Could Tasmanian Labor be felled by a nine-year-old girl? Today Bruce Montgomery suggests so in Crikey. He says a single event, lasting less than a minute — an ALP robocall telling young Alice Bellamy that a vote for the Greens would be a vote to legalise heroin in Tasmania, the story then splashed on the front page of The Advocate — “represents the nadir of Tasmanian Labor’s appalling campaign …”
Pundits across the board predict that Labor will be cut at the knees at Saturday’s poll. The challenge for the party ahead?
Says Montgomery, it’s time to “bring younger and fresher minds to the incident room of Tasmanian Labor politics, to hold a post-mortem to determine where it unravelled and to start the process of re-education and renewal.”
Enough’s enough.
I think people have finally woken up to it. The big parties run lie and fear campaigns against the Greens and the best policy to do it with is…. drugs!
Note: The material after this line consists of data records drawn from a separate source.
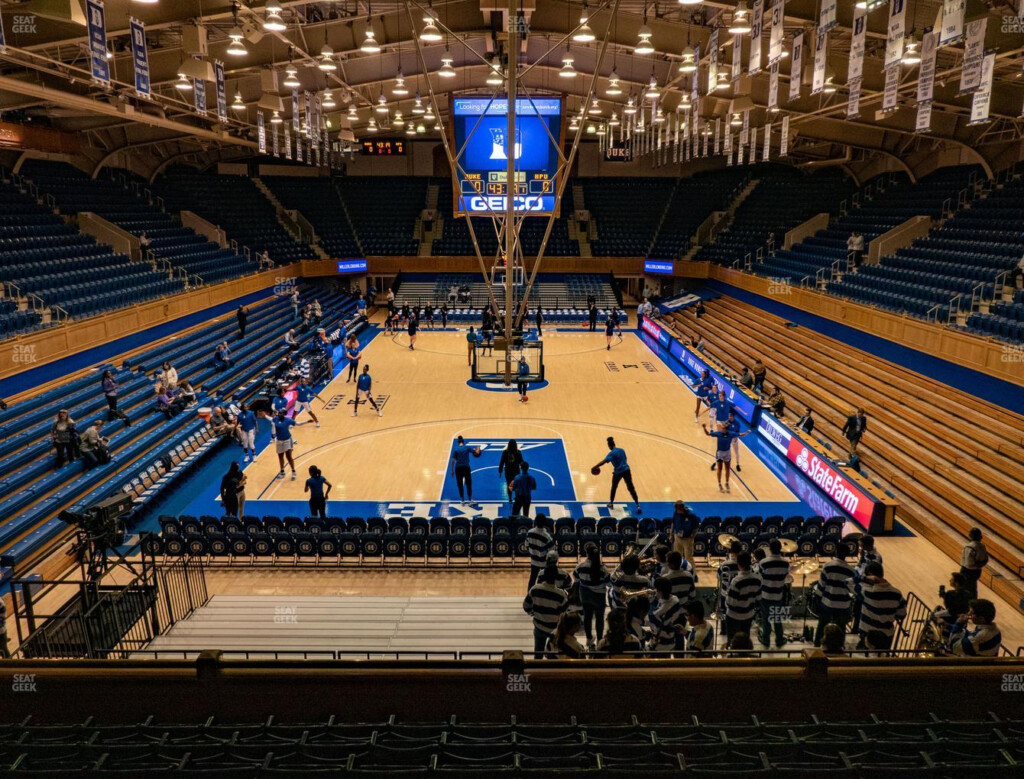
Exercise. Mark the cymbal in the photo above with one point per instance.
(788, 546)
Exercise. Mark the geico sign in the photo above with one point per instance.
(497, 203)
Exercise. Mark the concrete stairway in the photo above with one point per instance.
(352, 623)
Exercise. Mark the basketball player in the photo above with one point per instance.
(461, 470)
(363, 388)
(304, 400)
(620, 472)
(413, 326)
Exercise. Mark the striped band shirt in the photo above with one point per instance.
(837, 585)
(773, 570)
(742, 597)
(539, 544)
(549, 603)
(882, 605)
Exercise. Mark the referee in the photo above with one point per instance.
(620, 472)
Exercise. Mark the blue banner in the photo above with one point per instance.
(140, 58)
(96, 20)
(218, 75)
(351, 266)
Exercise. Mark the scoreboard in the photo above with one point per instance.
(479, 129)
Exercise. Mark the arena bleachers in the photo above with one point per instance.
(953, 460)
(34, 491)
(236, 205)
(43, 256)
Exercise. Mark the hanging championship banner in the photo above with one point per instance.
(820, 60)
(826, 18)
(982, 98)
(924, 123)
(890, 98)
(218, 77)
(797, 69)
(896, 34)
(952, 20)
(757, 19)
(712, 60)
(199, 91)
(773, 87)
(974, 55)
(139, 57)
(777, 32)
(926, 75)
(96, 23)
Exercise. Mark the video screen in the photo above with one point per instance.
(483, 123)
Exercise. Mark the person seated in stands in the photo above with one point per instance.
(168, 376)
(617, 639)
(747, 377)
(222, 356)
(65, 437)
(984, 640)
(834, 640)
(563, 642)
(186, 392)
(93, 445)
(806, 423)
(699, 635)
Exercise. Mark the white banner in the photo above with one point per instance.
(826, 18)
(712, 60)
(974, 55)
(890, 97)
(924, 123)
(926, 75)
(952, 20)
(982, 98)
(777, 32)
(797, 69)
(757, 19)
(773, 87)
(896, 34)
(820, 60)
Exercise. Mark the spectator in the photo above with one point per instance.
(563, 642)
(232, 490)
(760, 373)
(546, 603)
(854, 428)
(168, 376)
(617, 640)
(93, 445)
(111, 389)
(806, 423)
(320, 490)
(65, 436)
(593, 579)
(973, 560)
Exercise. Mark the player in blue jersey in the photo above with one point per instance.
(620, 472)
(304, 395)
(364, 387)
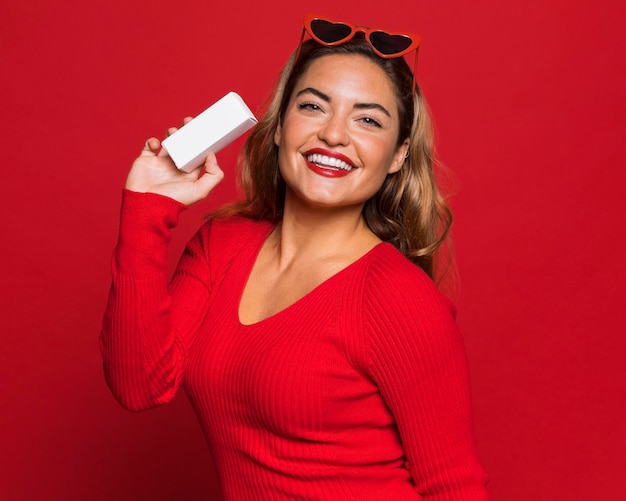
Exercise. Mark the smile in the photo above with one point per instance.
(327, 162)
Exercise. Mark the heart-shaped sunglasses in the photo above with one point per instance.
(386, 45)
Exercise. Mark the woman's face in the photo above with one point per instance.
(338, 138)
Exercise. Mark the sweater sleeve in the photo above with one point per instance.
(418, 361)
(148, 323)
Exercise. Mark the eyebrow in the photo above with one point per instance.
(359, 106)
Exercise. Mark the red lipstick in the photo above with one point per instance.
(328, 163)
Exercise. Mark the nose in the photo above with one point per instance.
(334, 131)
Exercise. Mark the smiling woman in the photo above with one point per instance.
(303, 322)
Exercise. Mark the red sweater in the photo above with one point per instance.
(358, 391)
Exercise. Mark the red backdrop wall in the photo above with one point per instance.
(529, 102)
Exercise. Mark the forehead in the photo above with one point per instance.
(349, 76)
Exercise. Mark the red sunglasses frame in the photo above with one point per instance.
(414, 38)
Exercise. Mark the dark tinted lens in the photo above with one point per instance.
(389, 44)
(329, 32)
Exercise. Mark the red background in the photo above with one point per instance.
(529, 101)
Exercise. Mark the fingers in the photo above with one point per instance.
(211, 177)
(151, 147)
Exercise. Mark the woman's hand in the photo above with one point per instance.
(154, 172)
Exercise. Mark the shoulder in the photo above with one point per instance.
(392, 276)
(235, 230)
(401, 301)
(221, 239)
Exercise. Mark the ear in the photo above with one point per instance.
(399, 157)
(278, 134)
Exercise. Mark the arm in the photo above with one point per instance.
(418, 362)
(146, 324)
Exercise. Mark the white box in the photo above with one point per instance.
(210, 131)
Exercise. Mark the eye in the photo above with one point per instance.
(372, 122)
(309, 106)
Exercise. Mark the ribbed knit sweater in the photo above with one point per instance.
(358, 391)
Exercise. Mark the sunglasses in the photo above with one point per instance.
(386, 45)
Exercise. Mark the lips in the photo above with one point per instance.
(328, 163)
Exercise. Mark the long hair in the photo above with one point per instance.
(408, 211)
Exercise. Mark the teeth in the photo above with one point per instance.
(326, 161)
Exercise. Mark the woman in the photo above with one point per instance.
(320, 361)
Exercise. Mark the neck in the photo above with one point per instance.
(314, 233)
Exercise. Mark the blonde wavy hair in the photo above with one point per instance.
(408, 211)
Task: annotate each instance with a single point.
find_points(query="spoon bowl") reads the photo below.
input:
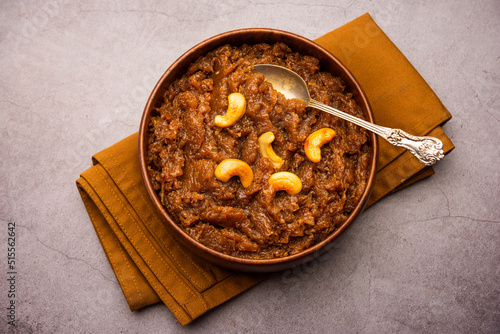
(428, 150)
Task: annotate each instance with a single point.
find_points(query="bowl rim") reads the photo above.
(230, 261)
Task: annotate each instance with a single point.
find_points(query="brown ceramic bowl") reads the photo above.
(297, 43)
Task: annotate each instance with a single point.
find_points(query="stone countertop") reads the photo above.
(75, 78)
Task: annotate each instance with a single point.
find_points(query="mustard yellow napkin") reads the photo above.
(151, 266)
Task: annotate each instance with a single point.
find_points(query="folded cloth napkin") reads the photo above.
(151, 266)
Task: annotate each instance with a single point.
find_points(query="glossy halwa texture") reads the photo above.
(185, 146)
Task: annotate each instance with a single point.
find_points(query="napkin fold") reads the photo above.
(151, 266)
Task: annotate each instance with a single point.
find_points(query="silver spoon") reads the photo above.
(428, 150)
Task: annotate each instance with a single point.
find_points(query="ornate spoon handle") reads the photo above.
(428, 150)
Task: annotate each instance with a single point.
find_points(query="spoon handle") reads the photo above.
(428, 150)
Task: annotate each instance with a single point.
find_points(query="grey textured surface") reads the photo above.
(75, 78)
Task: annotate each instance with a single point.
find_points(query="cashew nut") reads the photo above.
(231, 167)
(235, 110)
(267, 151)
(315, 140)
(286, 181)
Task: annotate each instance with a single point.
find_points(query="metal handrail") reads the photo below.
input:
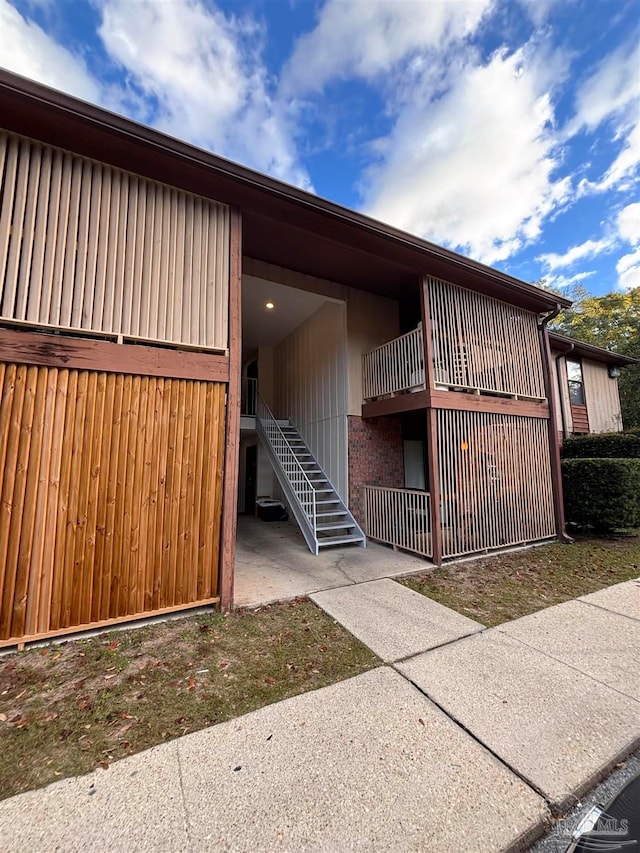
(301, 485)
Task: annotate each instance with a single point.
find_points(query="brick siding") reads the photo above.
(376, 457)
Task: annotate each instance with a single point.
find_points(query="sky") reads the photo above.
(507, 130)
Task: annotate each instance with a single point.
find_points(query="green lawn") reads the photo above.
(503, 587)
(67, 709)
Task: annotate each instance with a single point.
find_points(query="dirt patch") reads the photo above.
(67, 709)
(507, 586)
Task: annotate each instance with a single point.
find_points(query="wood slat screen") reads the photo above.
(110, 496)
(399, 517)
(89, 247)
(495, 481)
(482, 344)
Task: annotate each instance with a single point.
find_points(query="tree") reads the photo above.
(612, 322)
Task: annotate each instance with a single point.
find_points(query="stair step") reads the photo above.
(339, 540)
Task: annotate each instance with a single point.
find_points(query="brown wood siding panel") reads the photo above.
(495, 481)
(579, 418)
(110, 490)
(483, 344)
(88, 247)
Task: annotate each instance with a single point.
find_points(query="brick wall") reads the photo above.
(375, 457)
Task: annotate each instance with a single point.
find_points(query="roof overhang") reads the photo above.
(561, 344)
(282, 224)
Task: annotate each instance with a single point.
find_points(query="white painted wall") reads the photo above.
(310, 387)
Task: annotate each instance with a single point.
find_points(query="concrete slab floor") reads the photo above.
(273, 563)
(556, 727)
(595, 641)
(367, 764)
(393, 621)
(623, 598)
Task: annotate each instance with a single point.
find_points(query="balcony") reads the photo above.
(396, 367)
(398, 517)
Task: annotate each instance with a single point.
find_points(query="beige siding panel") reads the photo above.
(483, 344)
(602, 398)
(88, 247)
(561, 401)
(311, 388)
(371, 321)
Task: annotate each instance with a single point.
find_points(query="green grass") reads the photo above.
(67, 709)
(504, 587)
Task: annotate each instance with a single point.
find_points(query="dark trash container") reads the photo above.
(271, 510)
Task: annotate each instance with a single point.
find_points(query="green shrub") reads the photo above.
(606, 445)
(602, 493)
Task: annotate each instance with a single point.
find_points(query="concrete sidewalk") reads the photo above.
(462, 747)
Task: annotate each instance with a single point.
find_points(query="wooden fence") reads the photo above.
(110, 497)
(89, 247)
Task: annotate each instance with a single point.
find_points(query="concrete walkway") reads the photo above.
(274, 563)
(462, 747)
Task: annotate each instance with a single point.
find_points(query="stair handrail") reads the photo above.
(266, 417)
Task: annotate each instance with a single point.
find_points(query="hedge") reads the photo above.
(606, 445)
(602, 493)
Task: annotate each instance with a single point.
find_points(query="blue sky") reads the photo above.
(508, 130)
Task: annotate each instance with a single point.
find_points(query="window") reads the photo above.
(576, 385)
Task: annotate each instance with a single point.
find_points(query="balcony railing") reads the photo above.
(394, 367)
(399, 517)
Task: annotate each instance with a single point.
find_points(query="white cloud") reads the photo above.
(610, 90)
(561, 281)
(628, 269)
(629, 223)
(27, 50)
(190, 71)
(612, 94)
(476, 168)
(588, 249)
(363, 38)
(202, 73)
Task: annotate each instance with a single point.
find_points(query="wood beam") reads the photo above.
(490, 405)
(25, 347)
(432, 428)
(554, 444)
(230, 491)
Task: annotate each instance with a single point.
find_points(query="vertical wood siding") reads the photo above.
(495, 480)
(110, 496)
(311, 388)
(86, 246)
(602, 398)
(483, 344)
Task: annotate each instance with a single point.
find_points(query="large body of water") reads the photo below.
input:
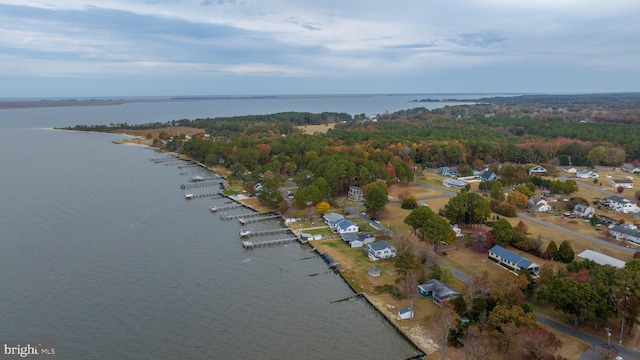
(101, 252)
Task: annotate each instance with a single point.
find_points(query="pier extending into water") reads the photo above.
(250, 244)
(224, 216)
(256, 219)
(225, 207)
(266, 232)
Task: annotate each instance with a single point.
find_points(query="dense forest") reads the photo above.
(578, 130)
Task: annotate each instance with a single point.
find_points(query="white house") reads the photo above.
(583, 211)
(512, 260)
(356, 193)
(346, 226)
(380, 251)
(537, 170)
(438, 291)
(359, 239)
(625, 183)
(458, 184)
(622, 205)
(538, 205)
(601, 259)
(586, 174)
(625, 233)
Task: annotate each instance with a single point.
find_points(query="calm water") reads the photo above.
(101, 252)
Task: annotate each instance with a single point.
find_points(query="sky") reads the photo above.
(76, 48)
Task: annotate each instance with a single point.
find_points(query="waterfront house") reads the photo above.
(512, 260)
(488, 176)
(358, 239)
(438, 291)
(405, 313)
(355, 193)
(622, 205)
(332, 217)
(625, 183)
(601, 259)
(538, 205)
(537, 170)
(458, 184)
(583, 211)
(448, 171)
(625, 233)
(586, 174)
(346, 226)
(380, 250)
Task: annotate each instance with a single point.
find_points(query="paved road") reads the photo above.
(575, 233)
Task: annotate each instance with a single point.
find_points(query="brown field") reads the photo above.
(312, 129)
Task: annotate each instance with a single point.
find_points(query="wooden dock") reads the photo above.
(224, 216)
(256, 219)
(195, 196)
(251, 244)
(267, 232)
(199, 184)
(225, 207)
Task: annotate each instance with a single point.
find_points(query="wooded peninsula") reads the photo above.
(493, 153)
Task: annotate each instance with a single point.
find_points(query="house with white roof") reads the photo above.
(438, 291)
(583, 211)
(625, 233)
(358, 239)
(458, 184)
(380, 250)
(537, 170)
(625, 183)
(622, 205)
(346, 226)
(538, 205)
(512, 260)
(601, 259)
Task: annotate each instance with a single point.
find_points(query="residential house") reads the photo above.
(380, 250)
(405, 313)
(586, 174)
(458, 184)
(537, 170)
(538, 205)
(332, 217)
(625, 183)
(448, 171)
(512, 260)
(346, 226)
(583, 211)
(438, 291)
(358, 239)
(356, 193)
(622, 205)
(601, 259)
(488, 176)
(625, 233)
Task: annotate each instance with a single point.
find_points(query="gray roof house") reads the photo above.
(358, 239)
(537, 170)
(380, 251)
(512, 260)
(437, 290)
(625, 233)
(583, 211)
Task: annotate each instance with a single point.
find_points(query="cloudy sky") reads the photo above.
(252, 47)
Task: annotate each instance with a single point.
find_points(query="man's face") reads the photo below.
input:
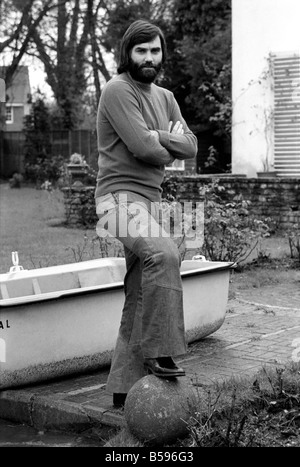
(146, 61)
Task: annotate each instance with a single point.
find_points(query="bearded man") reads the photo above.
(140, 130)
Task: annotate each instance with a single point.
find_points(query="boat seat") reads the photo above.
(4, 291)
(56, 282)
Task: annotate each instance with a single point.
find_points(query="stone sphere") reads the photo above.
(157, 410)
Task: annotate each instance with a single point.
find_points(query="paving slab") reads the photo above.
(253, 335)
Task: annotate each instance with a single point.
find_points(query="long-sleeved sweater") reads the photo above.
(130, 156)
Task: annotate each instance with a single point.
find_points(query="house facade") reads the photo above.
(266, 87)
(18, 98)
But finally people are not being deluded as much. Maybe some people are actually getting onto the Greens web site and reading the policy for themselves. (There’s a thought!). Or maybe they see Green politicians and notice that they are good people: people who care about others and the nation and the world.
The Greens drug policy wants to help people get off drugs. Wow. What a revelation. It wants to treat users as people with a health problem who need help (not jail) and it wants to treat pushers as criminals. (If people really want a debate, then lets debate the different ways of helping people get off drugs.)
There you go.
But who lets a few facts get in the way of a good scare campaign! Finally the day of reckoning might just have come. And more and more people are sick of shallow, self-interested politicians who lie and distort and do anything they can to keep their claws into power.
Here’s the policy in question from the Greens web site which suggests more of a decriminalisation rather than legalisation “Drugs Use: support strong criminal penalties, including imprisonment, for the supply of illicit drugs and the possession of illicit drugs above quantities consistent with personal use; introduce disincentives for the personal use of illicit drugs to include diversion programs, compulsory treatment, education programs and penalties.” Make up your own mind on what the policy means rather than letting the media tell you how to vote.